Васька опустил руки, лицо его было бледным, он тяжело дышал.
— Вот, гад, знай.
— Скажу-у-у, все скажу, — сквозь всхлипывания загудел Вареник. — Пожалуюсь. Думаете...
— Ну, ладно тебе... — урезонивающе произнес Тимур. — Ты — пошутил, Васька — пошутил. Вот и квиты.
— Ты знаешь, за что тебя били? — отдышался наконец Васька. — Совсем не за то, что донес.
— Это ты хорошо сделал... — поспешил вставить предусмотрительный Тимур.
— Нет, не за то. А за то, что дурак.
— Ну да, — обрадованно ухмыльнулся Тимур. — У нас игра, а он... На тебе! Всерьез подумал, дурачок. А ведь могли на танке покататься. Может быть, нас даже немецкие танкисты к себе в полк взяли бы. Правда, Васька?

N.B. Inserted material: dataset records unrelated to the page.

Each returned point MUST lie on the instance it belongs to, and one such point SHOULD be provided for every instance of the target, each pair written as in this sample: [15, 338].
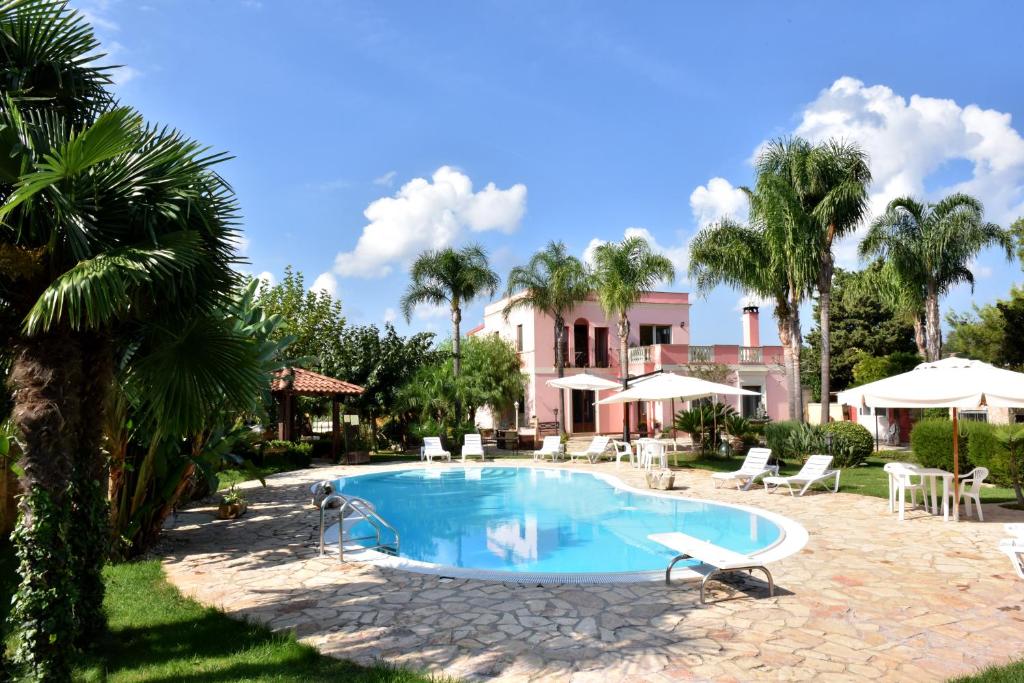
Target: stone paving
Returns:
[867, 598]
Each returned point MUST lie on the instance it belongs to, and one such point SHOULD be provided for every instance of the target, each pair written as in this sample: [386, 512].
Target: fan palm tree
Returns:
[113, 236]
[751, 259]
[828, 182]
[454, 278]
[623, 272]
[552, 283]
[929, 247]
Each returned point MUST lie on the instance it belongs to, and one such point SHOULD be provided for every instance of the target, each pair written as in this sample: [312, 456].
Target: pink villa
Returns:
[659, 339]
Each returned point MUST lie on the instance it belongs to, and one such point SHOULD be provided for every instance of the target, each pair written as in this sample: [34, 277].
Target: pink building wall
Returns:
[657, 308]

— В натуре! А форма какая! Могли выдать... А теперь нас не то что близко, а и на пушечный выстрел к базе не допустят. Все, дурак, испортил.
Говорят, что созревшие идеи носятся в воздухе. Все было почти так, как объяснял Тимур начальнику рембазы — Васька подобрал эту книжонку, валялась она где-то там, рядом с сиденьем водителя. А когда Тимур, раскрыв ее, увидел на рисунке рычаги управления, вспомнил он рычаги трактора ДТ-54, которым еще до войны на весенней пахоте научил его управлять отец. Разве думал он, что все обернется таким ужасным образом и ему придется мучиться и скрывать свою ненависть к тому, кто два года назад был самым дорогим для него человеком. Попала книжка в руки Тимура, и мелькнула мысль: а что, если подобрать несколько отчаянных мальчишек, захватить танк и умчаться на нем в лес, к партизанам. Уж с таким-то подарком партизаны примут не только сына начальника полиции, но, пожалуй, и его самого.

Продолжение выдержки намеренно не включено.